Au cœur de la crise ivoirienne, la prédation des richesses du pays

Interview

Depuis le 28 novembre, date de l'élection présidentielle, la Côte d'Ivoire est plongée dans une grave crise politique, le chef de l'État sortant Laurent Gbagbo refusant d'admettre sa défaite face à Alassane Ouattara, dont la victoire est reconnue par la communauté internationale. Alors que les efforts de médiation piétinent, que les dérapages violents ont déjà fait autour de 200 morts et que plane la menace d'un conflit armé, Bernard Conte, économiste politique au CEAN (Centre d'étude d'Afrique noire) à l'Institut d'études politiques de Bordeaux, revient pour « L'Orient-Le Jour » sur les tenants et les aboutissants de la crise ivoirienne.

10/01/2011

Q - Quelles sont les racines de la crise actuelle ?
R - Les racines de la crise actuelle sont profondes et, pour moi, essentiellement économiques au départ avant de prendre d'autres dimensions. Elles trouvent leur origine dans le système mis en place par Félix Houphouët-Boigny, le premier président de la Côte d'Ivoire.
Le système « houphouétiste » était un régime fondé sur le prélèvement et la redistribution de la rente agricole principalement issue des filières cacao-café. Au cœur du système de prélèvement se trouvait la Caisse de stabilisation (Caistab), monopole d'achat étatique, qui assurait la commercialisation des produits de l'agriculture de rente. Le différentiel entre le prix officiel d'achat aux planteurs et les cours mondiaux générait un volume important de rente dont la redistribution répondait à des règles officieuses respectant des équilibres politiques, géographiques et ethniques.
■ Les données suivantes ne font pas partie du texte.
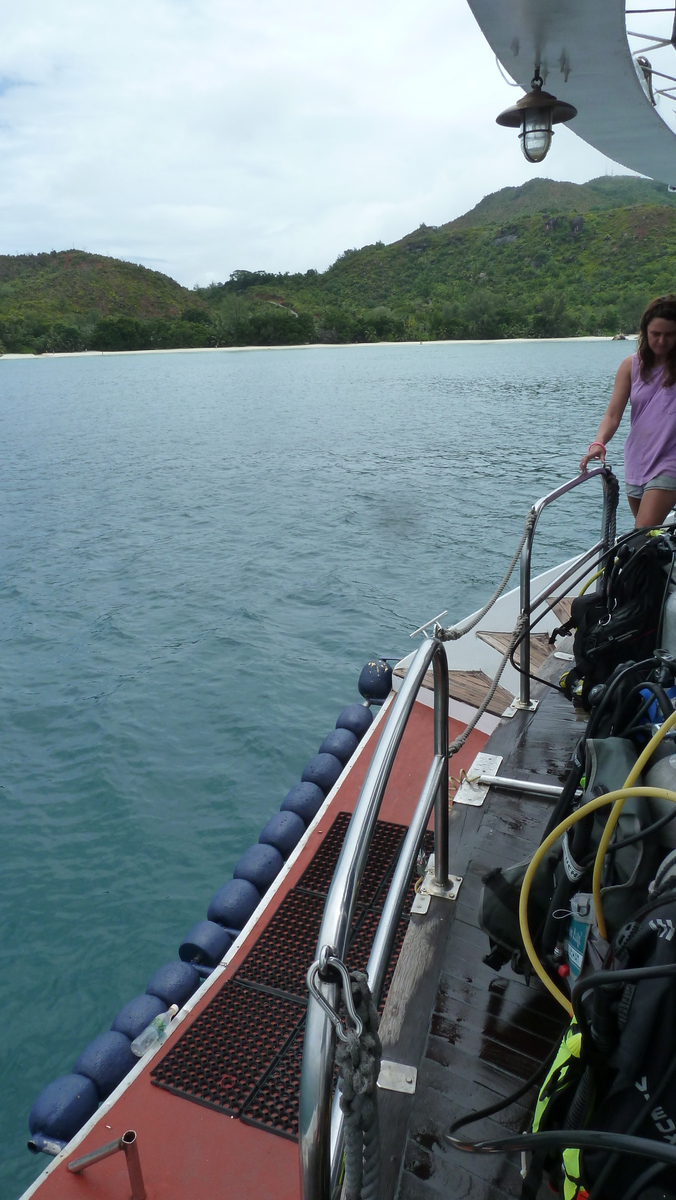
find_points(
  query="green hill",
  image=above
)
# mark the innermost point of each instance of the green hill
(544, 259)
(548, 195)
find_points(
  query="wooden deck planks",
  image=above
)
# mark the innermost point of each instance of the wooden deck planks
(468, 687)
(488, 1031)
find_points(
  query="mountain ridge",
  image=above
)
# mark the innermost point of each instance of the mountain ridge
(546, 258)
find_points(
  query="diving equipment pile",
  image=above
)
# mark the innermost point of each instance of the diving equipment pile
(593, 913)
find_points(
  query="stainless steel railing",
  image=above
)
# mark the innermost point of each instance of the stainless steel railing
(528, 606)
(321, 1146)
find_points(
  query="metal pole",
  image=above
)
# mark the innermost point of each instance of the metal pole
(316, 1079)
(525, 648)
(129, 1144)
(441, 750)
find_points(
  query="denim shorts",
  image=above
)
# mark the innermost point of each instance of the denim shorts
(662, 483)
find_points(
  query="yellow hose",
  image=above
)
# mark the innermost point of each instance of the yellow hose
(588, 583)
(616, 797)
(644, 757)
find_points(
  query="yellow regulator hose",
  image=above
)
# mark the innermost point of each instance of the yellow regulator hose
(616, 798)
(588, 583)
(644, 757)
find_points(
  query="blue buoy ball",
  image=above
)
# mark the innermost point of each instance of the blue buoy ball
(233, 904)
(205, 943)
(323, 769)
(259, 864)
(174, 983)
(356, 718)
(135, 1017)
(63, 1107)
(341, 743)
(375, 682)
(283, 832)
(106, 1061)
(304, 799)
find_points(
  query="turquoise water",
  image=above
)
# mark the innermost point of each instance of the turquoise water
(198, 553)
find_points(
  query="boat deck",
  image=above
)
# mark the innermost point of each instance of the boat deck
(216, 1108)
(488, 1031)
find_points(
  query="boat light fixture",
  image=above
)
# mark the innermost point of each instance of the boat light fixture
(533, 115)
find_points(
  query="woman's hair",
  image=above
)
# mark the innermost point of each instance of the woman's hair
(665, 309)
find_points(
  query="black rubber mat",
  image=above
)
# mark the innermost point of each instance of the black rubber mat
(243, 1054)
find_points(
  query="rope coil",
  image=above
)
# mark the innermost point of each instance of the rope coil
(358, 1061)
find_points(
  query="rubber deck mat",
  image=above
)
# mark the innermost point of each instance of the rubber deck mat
(243, 1054)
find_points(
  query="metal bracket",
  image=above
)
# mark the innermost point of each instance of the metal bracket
(471, 790)
(395, 1077)
(518, 706)
(430, 888)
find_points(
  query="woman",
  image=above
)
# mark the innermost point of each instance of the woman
(648, 381)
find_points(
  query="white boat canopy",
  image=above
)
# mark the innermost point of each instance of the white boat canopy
(585, 59)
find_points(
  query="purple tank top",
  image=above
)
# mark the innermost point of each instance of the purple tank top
(650, 449)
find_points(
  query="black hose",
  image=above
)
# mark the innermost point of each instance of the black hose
(602, 978)
(490, 1109)
(573, 1139)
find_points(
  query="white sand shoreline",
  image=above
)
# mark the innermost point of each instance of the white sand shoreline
(305, 346)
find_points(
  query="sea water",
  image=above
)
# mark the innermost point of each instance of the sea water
(198, 553)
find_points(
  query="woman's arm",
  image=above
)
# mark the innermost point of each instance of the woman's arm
(612, 414)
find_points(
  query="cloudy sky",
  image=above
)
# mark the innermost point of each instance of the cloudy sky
(203, 136)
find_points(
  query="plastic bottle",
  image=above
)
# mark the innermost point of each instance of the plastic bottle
(154, 1033)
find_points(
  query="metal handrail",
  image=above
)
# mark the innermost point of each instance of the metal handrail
(316, 1079)
(526, 605)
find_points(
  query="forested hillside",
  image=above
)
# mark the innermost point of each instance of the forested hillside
(543, 259)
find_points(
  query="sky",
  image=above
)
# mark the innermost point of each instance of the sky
(198, 137)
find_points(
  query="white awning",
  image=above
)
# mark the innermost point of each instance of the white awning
(585, 59)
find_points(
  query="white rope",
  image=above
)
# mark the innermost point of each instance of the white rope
(455, 631)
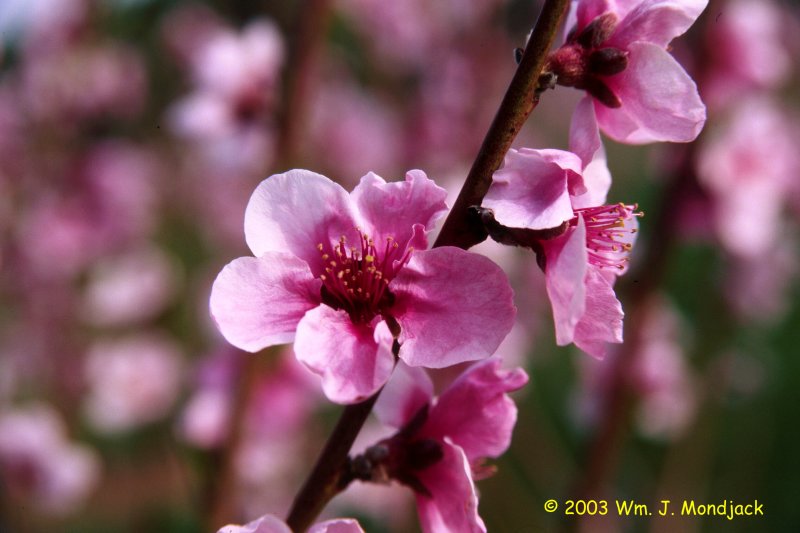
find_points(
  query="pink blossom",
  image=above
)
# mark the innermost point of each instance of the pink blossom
(581, 248)
(442, 442)
(129, 288)
(746, 49)
(84, 82)
(748, 166)
(354, 131)
(131, 381)
(39, 463)
(662, 377)
(344, 302)
(236, 78)
(273, 524)
(617, 53)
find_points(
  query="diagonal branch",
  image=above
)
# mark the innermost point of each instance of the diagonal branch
(461, 229)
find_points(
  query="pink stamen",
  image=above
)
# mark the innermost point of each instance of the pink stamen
(608, 233)
(357, 280)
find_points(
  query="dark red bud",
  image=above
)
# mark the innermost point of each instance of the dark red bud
(568, 64)
(602, 93)
(598, 31)
(423, 453)
(607, 61)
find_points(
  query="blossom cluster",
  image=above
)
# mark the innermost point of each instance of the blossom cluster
(350, 278)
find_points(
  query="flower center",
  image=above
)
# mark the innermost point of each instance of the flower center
(356, 278)
(609, 233)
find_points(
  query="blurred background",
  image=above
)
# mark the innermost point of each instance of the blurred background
(132, 133)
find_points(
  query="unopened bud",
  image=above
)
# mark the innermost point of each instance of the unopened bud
(598, 31)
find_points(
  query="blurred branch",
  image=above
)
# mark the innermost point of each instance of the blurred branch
(299, 82)
(641, 287)
(461, 228)
(303, 56)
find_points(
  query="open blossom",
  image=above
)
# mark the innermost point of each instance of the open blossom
(272, 524)
(342, 274)
(617, 52)
(442, 442)
(581, 248)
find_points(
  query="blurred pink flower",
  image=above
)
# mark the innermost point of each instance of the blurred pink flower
(617, 52)
(662, 378)
(542, 190)
(407, 31)
(40, 465)
(83, 82)
(236, 79)
(104, 201)
(131, 381)
(658, 375)
(747, 166)
(273, 524)
(42, 25)
(354, 131)
(747, 51)
(442, 442)
(444, 305)
(129, 288)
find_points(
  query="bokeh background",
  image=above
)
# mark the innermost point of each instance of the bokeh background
(132, 133)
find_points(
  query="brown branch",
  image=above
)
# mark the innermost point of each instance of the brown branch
(298, 87)
(324, 481)
(461, 229)
(641, 287)
(299, 83)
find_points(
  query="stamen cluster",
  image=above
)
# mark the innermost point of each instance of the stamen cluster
(357, 279)
(607, 234)
(583, 61)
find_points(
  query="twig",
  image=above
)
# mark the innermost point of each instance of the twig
(461, 229)
(519, 101)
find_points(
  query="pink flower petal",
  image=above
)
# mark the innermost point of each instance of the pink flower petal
(353, 360)
(657, 22)
(295, 211)
(265, 524)
(659, 100)
(565, 270)
(406, 393)
(452, 306)
(601, 322)
(392, 209)
(584, 141)
(532, 188)
(453, 505)
(272, 524)
(475, 411)
(258, 302)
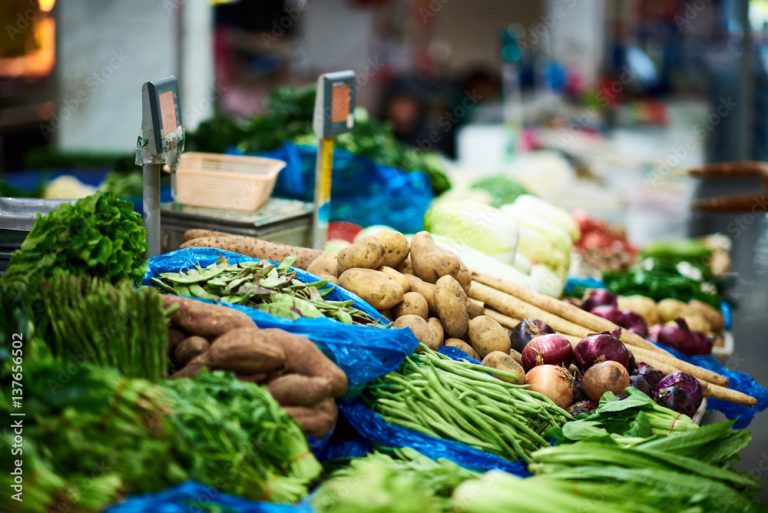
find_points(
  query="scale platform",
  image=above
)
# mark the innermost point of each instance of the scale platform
(279, 220)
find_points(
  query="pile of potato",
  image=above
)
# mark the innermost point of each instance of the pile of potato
(422, 287)
(303, 380)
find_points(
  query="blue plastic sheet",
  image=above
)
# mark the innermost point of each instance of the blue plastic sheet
(364, 192)
(192, 497)
(372, 426)
(364, 353)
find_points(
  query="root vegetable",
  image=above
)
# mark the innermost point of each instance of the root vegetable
(298, 390)
(487, 335)
(425, 289)
(203, 319)
(374, 287)
(246, 351)
(257, 248)
(420, 329)
(413, 304)
(451, 306)
(608, 376)
(553, 381)
(303, 357)
(367, 253)
(437, 327)
(502, 361)
(397, 276)
(396, 247)
(460, 344)
(431, 262)
(190, 348)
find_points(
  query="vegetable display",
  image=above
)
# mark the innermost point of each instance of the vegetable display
(465, 402)
(262, 285)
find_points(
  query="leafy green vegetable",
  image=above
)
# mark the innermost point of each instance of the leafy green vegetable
(99, 235)
(405, 483)
(91, 436)
(114, 326)
(261, 285)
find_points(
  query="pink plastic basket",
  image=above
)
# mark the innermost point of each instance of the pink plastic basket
(225, 181)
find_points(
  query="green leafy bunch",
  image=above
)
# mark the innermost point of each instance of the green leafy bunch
(99, 235)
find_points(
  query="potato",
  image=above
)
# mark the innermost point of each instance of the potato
(475, 308)
(670, 309)
(367, 253)
(374, 287)
(325, 266)
(451, 306)
(303, 357)
(396, 275)
(413, 304)
(298, 390)
(246, 351)
(395, 247)
(460, 344)
(487, 335)
(504, 362)
(190, 348)
(420, 329)
(712, 315)
(644, 306)
(425, 289)
(203, 319)
(437, 327)
(431, 262)
(406, 267)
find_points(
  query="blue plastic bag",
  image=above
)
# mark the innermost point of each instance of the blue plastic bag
(364, 192)
(192, 497)
(364, 353)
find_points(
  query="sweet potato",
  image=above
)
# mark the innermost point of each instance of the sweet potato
(431, 262)
(413, 304)
(420, 329)
(504, 362)
(397, 276)
(303, 357)
(395, 247)
(188, 349)
(487, 335)
(246, 351)
(367, 253)
(317, 421)
(437, 327)
(451, 306)
(257, 248)
(422, 287)
(373, 286)
(203, 319)
(298, 390)
(460, 344)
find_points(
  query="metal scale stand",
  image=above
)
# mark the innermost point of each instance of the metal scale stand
(159, 146)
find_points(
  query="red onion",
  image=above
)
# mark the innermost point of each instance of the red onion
(552, 349)
(680, 392)
(527, 330)
(608, 376)
(634, 322)
(610, 313)
(599, 297)
(553, 381)
(683, 339)
(599, 348)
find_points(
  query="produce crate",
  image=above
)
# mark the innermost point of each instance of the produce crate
(279, 220)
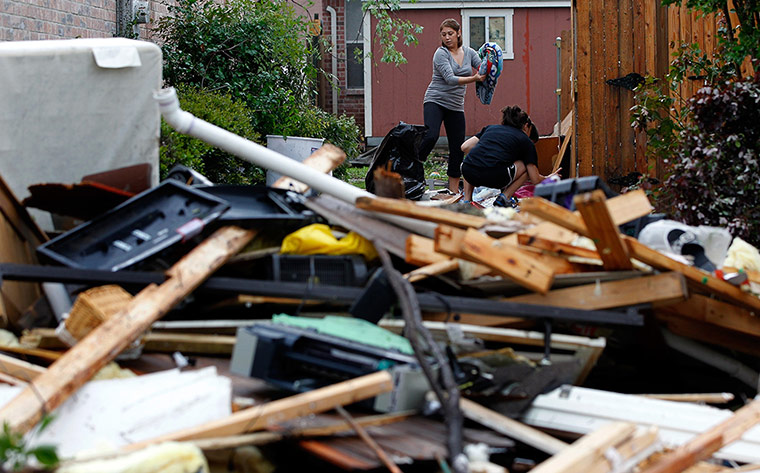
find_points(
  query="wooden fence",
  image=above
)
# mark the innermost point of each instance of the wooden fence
(614, 38)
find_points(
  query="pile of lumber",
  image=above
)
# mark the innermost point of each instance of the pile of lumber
(546, 280)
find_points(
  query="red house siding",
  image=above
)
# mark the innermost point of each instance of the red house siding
(529, 80)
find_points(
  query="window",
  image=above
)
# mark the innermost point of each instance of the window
(354, 42)
(495, 26)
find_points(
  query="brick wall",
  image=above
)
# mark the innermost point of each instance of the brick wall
(26, 20)
(350, 101)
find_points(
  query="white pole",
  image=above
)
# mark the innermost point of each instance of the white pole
(188, 124)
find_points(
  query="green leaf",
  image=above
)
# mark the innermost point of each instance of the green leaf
(45, 454)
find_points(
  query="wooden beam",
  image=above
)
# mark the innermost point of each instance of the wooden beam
(364, 435)
(511, 428)
(585, 452)
(665, 288)
(299, 405)
(508, 260)
(82, 361)
(407, 208)
(19, 368)
(420, 251)
(562, 216)
(602, 230)
(325, 159)
(433, 269)
(560, 248)
(705, 444)
(715, 312)
(705, 280)
(623, 208)
(448, 241)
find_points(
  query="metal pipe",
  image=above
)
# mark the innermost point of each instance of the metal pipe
(334, 60)
(558, 44)
(186, 123)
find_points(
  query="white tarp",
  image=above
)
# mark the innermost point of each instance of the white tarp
(69, 108)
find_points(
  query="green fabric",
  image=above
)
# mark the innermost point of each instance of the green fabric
(358, 330)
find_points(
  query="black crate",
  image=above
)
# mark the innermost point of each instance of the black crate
(143, 226)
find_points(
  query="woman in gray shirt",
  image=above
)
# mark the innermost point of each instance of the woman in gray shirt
(444, 99)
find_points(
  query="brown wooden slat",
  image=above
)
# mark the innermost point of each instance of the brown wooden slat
(584, 120)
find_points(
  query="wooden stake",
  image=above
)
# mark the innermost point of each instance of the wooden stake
(81, 362)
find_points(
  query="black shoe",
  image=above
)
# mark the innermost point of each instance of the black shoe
(503, 201)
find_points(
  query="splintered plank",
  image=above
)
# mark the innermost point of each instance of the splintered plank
(508, 260)
(701, 278)
(420, 251)
(300, 405)
(325, 159)
(705, 444)
(448, 240)
(81, 362)
(407, 208)
(558, 247)
(561, 216)
(602, 230)
(665, 288)
(434, 269)
(712, 311)
(622, 208)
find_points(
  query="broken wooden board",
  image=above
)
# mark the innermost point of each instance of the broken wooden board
(326, 159)
(364, 223)
(715, 312)
(602, 230)
(622, 208)
(641, 252)
(709, 333)
(434, 269)
(665, 288)
(511, 428)
(701, 278)
(299, 405)
(104, 343)
(558, 247)
(420, 251)
(407, 208)
(20, 369)
(507, 260)
(705, 444)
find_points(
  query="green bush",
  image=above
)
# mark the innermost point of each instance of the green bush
(219, 166)
(259, 53)
(715, 174)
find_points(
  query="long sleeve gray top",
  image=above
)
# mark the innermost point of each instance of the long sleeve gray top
(444, 88)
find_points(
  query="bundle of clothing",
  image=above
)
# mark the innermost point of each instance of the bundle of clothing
(490, 66)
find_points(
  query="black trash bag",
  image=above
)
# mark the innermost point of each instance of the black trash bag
(401, 146)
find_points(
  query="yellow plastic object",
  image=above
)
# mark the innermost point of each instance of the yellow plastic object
(318, 239)
(742, 255)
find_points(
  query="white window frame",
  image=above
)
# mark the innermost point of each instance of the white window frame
(349, 46)
(507, 13)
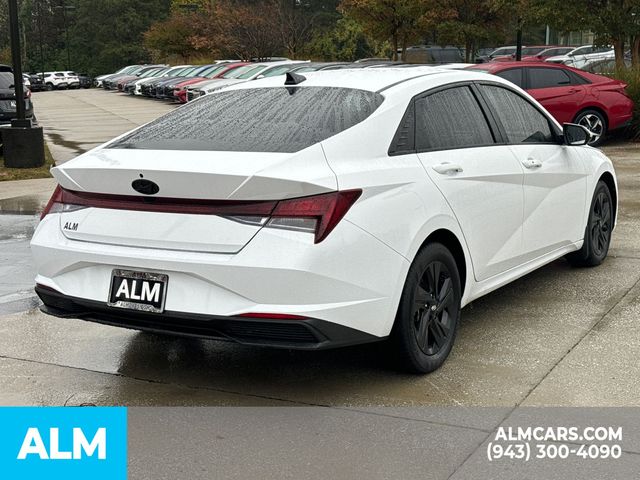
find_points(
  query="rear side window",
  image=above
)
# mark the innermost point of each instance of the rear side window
(514, 76)
(256, 120)
(548, 78)
(450, 118)
(522, 122)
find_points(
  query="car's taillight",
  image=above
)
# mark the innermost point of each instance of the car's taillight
(318, 214)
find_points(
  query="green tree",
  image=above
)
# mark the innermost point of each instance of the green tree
(395, 20)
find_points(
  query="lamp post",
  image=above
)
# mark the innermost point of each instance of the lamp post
(23, 143)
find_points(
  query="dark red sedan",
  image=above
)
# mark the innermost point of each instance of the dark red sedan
(572, 96)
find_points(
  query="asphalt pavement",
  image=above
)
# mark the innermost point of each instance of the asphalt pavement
(559, 336)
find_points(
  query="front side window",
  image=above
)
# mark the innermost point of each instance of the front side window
(449, 119)
(522, 122)
(275, 119)
(548, 78)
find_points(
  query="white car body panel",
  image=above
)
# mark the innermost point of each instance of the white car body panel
(508, 220)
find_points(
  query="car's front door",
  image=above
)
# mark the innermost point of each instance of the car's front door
(554, 174)
(480, 180)
(557, 90)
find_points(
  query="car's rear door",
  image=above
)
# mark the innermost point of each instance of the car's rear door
(480, 180)
(554, 174)
(560, 92)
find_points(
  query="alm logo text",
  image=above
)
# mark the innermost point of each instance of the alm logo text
(34, 445)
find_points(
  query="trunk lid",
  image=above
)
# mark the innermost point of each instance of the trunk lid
(184, 178)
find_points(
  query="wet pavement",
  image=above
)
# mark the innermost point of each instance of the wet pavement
(559, 336)
(75, 121)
L'ensemble de la population bénéficiait, peu ou prou, des largesses du clientélisme agricole par le biais d'une extension sans limite du secteur public, d'une inflation des effectifs de la fonction publique, du recrutement obligatoire des diplômés de l'enseignement supérieur... Ce système était contrôlé par le Parti démocratique de Côte d'Ivoire (PDCI), parti unique fortement structuré jusque dans les plus petits villages de la brousse.
Pendant près de deux décennies, le modèle ivoirien a produit des résultats impressionnants tant en termes de stabilité politique et sociale que de croissance, si bien qu'on a parlé de « miracle ». Les choses ont commencé à se gâter au début des années 1980, quand les cours internationaux des matières premières se sont durablement effondrés, pendant que la charge de la dette extérieure explosait du fait de la hausse des taux d'intérêt. Le gâteau clientéliste s'est fortement rétréci.
Jusqu'à sa mort en 1993, Houphouët-Boigny a pu maintenir le système sous perfusion, grâce à une fuite en avant dans l'endettement. Les successeurs d'Houphouët-Boigny ont tenté de reconduire le système clientéliste menacé de faillite. Le volume de la rente à distribuer étant en constante diminution, il a fallu réduire drastiquement le nombre de bénéficiaires.
Cela a commencé avec Konan Bédié et la promotion du concept d'« ivoirité » réservant aux vrais Ivoiriens du Sud, et particulièrement à son ethnie d'origine (Baoulé), le bénéfice de la distribution de la rente. La parenthèse militaire de Robert Guéi a simplement poursuivi l'exclusion des populations du Nord en empêchant Alassane Ouattara (mais aussi Konan Bédié) de se présenter à l'élection présidentielle de 2000. Gbagbo, élu dans un contexte d'exclusion et de forte abstention, a reconduit, malgré ses promesses, le système clientéliste en recentrant ses activités prédatrices au bénéfice quasi exclusif de son ethnie d'origine (Bété).
Le coup d'État manqué de septembre 2002 qui, selon moi, était une tentative de « revanche » des exclus du Nord pour accéder au gâteau, a débouché sur une partition de fait du pays. Au total, on voit que le conflit se résume autour du partage de la rente. Comme les exclus du Nord sont essentiellement musulmans et que les ayants droit du Sud sont majoritairement chrétiens, le conflit a progressivement pris une dimension ethno-religieuse.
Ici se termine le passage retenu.